Prüfer-Storcks: Auf der Bundesebene hatte ich mich für eine Bürgerversicherung eingesetzt und für eine einheitliche Honorarordnung für Ärztinnen und Ärzte. Ich kann es immer noch nicht einsehen, dass die Bezahlung der Ärzte abhängen soll von der Versicherung ihrer Patienten und nicht von deren gesundheitlichen Problemen. Das ist nicht gelungen.

Welche Note geben Sie dem Hamburger Gesundheitssystem insgesamt, wenn Sie den Zustand der Krankenhäuser, bei niedergelassenen Ärzten und in der Pflege betrachten?

Prüfer-Storcks: Bei der Qualität der Versorgung irgendwo zwischen 2 und 2+, aber natürlich ist das Ziel immer die 1. Die Arbeitssituation in der Pflege ist wie überall verbesserungsbedürftig.

Wie geht es für Sie denn nun konkret weiter?

Prüfer-Storcks: Im Moment ist die Sehnsucht ganz stark abzuschalten. Aus dem vollen Lauf heraus jetzt am Mittwoch die Ablösung im Senat – da hatte ich noch nicht viel Zeit, mir Gedanken zu machen, was kommt.

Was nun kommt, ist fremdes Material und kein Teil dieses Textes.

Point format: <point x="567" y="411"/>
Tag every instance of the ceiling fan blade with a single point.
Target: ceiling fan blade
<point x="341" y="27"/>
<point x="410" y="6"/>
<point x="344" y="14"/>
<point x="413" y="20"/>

Ich brauche eine Auszeit.

Ist perspektivisch eine andere Aufgabe im Gesundheitswesen denkbar?

Prüfer-Storcks: Ich werde keine hauptamtliche Aufgabe mehr übernehmen, dann hätte ich ja auch weitermachen können als Senatorin. Aber ich bin durchaus bereit, mich nochmals ehrenamtlich zu engagieren.